Estimant qu'il est de la responsabilité des laïcs catholiques de s'impliquer en tant que catholiques dans le choix de ses dirigeants, l'Association de catholiques du Val d'Oise s'implique dans la campagne des élections municipales et surtout des très importantes élections européennes en rappelant quelques éléments prudentiels ou de doctrine :

- On se rappellera les "points non négociables" dans la vie politique définis par SS Benoît XVI

    • - la protection de la vie à toutes ses étapes, du premier moment de sa conception jusqu'à sa mort naturelle;
      - la reconnaissance et la promotion de la structure naturelle de la famille - comme union entre un homme et une femme fondée sur le mariage - et sa défense contre des tentatives de la rendre juridiquement équivalente à des formes d'union radicalement différentes qui, en réalité, lui portent préjudice et contribuent à sa déstabilisation, en obscurcissant son caractère spécifique et son rôle social irremplaçable;
      - la protection du droit des parents d'éduquer leurs enfants.
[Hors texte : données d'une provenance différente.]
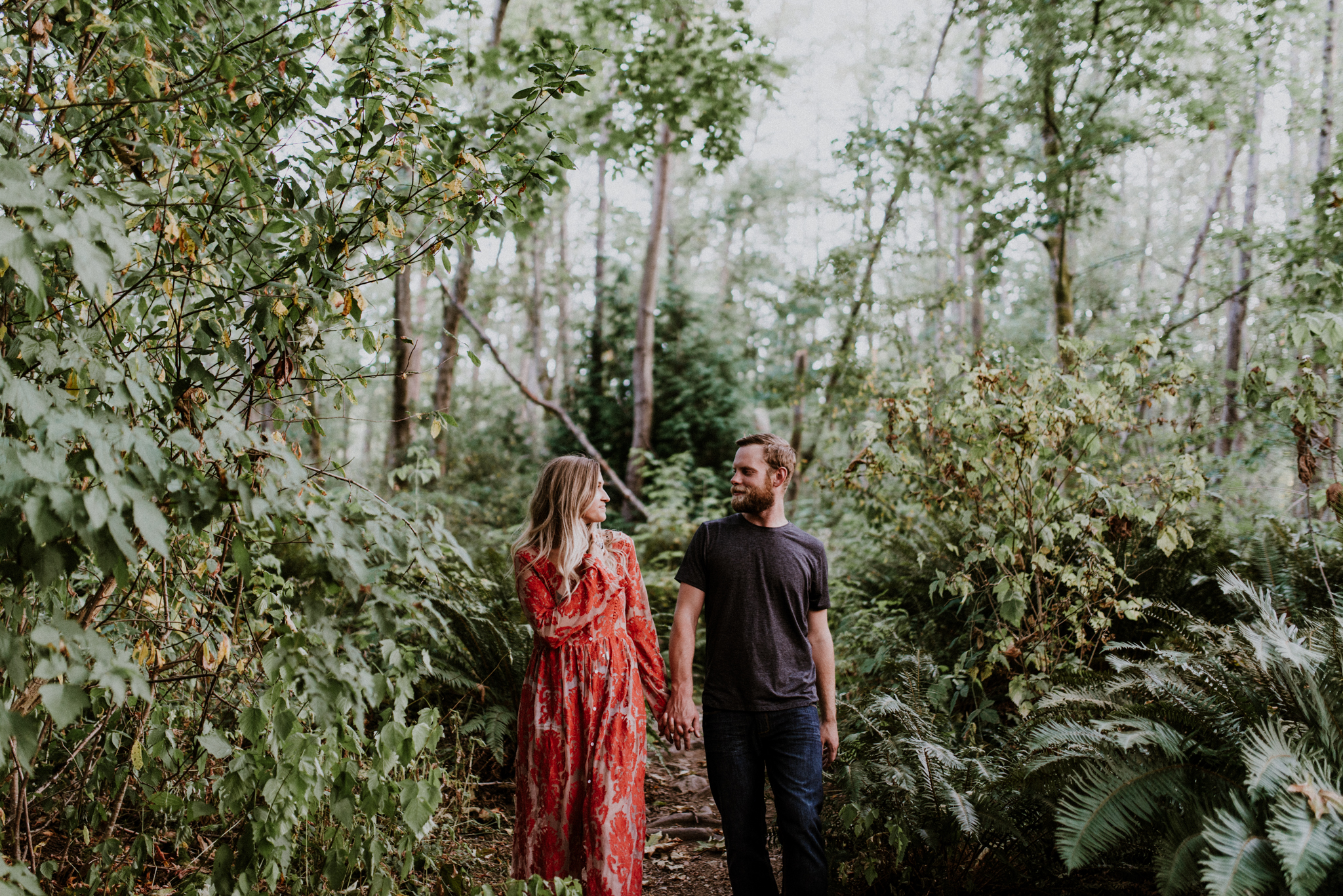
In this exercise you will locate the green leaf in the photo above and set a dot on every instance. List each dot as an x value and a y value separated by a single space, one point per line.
215 745
242 558
252 722
65 703
152 524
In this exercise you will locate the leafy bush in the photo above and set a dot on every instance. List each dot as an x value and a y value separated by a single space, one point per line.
1222 749
210 648
1039 511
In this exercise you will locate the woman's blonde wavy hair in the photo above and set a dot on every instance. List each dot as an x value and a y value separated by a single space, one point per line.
553 526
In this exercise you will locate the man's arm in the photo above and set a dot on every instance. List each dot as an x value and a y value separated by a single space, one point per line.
824 655
680 720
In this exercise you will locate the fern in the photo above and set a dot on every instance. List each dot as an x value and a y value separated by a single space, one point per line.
1240 860
1222 754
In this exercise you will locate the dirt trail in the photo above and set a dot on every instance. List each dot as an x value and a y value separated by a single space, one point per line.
681 813
685 855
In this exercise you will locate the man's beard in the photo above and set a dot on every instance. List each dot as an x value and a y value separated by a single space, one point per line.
752 500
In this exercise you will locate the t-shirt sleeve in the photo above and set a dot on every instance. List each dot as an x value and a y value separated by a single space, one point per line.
820 596
692 566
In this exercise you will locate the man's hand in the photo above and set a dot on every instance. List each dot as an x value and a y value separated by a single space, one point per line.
824 655
680 720
829 741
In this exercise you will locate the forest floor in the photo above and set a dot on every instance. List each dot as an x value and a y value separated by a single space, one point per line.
684 855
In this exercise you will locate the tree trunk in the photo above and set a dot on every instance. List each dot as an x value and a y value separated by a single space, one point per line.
976 297
562 307
599 280
452 348
1326 151
534 372
416 357
497 23
1236 307
799 408
641 375
401 435
1233 151
1148 222
536 334
1057 238
315 438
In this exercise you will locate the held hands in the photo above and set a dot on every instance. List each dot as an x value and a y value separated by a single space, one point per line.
680 722
829 741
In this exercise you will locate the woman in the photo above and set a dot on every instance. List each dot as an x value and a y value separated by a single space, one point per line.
580 730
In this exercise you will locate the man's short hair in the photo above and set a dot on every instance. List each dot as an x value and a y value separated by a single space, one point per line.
778 453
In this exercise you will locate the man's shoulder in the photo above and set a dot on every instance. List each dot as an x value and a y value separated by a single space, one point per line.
806 540
713 527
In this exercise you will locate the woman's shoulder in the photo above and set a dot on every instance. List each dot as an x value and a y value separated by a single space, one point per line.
617 539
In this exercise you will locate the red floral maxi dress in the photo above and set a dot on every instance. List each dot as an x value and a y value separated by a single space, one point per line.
580 727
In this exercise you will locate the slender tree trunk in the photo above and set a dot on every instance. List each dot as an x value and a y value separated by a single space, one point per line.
1326 149
1233 151
1236 307
536 334
1293 202
399 437
497 23
599 281
534 372
958 248
641 374
1148 222
976 294
315 438
452 348
1057 238
799 408
416 357
562 307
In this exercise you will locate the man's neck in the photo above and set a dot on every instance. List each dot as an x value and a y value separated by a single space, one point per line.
771 519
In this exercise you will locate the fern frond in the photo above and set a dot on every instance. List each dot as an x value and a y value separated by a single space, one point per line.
1310 848
1240 860
1178 863
1112 804
1271 764
962 810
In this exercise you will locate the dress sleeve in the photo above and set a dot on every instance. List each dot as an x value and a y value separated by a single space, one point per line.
556 621
638 619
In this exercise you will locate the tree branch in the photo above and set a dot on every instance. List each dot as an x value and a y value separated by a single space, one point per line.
557 412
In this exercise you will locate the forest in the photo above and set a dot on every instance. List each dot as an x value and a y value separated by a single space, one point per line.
297 297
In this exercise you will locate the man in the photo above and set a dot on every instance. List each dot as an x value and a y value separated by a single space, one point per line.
762 583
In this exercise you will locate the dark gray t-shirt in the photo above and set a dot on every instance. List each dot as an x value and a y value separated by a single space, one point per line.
759 585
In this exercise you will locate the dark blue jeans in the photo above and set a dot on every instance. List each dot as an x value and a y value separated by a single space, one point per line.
740 747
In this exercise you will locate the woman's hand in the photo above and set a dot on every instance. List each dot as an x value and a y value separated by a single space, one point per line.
680 722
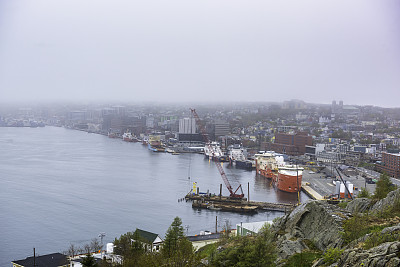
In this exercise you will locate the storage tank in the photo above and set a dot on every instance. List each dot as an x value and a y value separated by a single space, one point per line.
350 187
337 190
110 248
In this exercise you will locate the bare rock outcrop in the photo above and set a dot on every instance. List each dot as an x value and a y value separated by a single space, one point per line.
387 202
359 205
315 221
386 254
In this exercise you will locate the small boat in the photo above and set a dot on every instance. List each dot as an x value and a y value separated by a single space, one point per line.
212 207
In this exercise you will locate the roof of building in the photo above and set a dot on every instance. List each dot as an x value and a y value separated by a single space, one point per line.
254 226
49 260
203 237
147 236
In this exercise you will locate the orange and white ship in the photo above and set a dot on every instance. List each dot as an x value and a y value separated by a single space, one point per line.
127 137
285 177
289 178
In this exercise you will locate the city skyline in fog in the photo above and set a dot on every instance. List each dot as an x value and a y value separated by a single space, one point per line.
200 51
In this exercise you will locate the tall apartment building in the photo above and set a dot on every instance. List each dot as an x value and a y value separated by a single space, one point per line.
221 128
290 144
187 126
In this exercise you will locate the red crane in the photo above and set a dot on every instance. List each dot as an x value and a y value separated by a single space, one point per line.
233 194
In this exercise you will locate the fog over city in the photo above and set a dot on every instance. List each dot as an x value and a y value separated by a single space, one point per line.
186 51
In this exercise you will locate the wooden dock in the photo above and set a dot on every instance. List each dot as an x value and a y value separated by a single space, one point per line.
311 192
237 205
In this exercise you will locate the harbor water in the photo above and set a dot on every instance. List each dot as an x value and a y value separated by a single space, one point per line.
60 187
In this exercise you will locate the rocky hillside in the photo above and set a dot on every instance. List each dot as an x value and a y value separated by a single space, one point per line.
365 233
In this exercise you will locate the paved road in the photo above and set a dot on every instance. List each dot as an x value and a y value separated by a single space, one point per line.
324 186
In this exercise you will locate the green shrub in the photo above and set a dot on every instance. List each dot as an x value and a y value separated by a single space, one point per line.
332 255
343 204
302 259
376 238
358 226
364 193
383 187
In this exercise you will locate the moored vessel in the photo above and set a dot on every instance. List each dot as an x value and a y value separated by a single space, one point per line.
127 137
289 178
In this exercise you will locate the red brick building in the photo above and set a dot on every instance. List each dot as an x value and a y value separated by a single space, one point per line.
390 164
290 144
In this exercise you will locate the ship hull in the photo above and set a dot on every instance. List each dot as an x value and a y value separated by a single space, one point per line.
288 183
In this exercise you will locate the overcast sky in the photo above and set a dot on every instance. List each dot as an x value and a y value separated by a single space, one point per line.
201 50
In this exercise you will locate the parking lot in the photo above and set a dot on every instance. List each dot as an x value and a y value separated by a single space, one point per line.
324 185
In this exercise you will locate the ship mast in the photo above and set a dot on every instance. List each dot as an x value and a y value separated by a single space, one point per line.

- On ne peut pas être catholique et socialiste (cliquer ICI)

- On ne peut pas être catholique et franc-maçon (cliquer ICI)

- On privilégiera les candidats qui pratiquent les vertus, telles que définies dans les catéchismes de l'Eglise catholique: la foi, l'espérance, la charité, la prudence, la justice, la force, la tempérance. (cf.ci-dessous).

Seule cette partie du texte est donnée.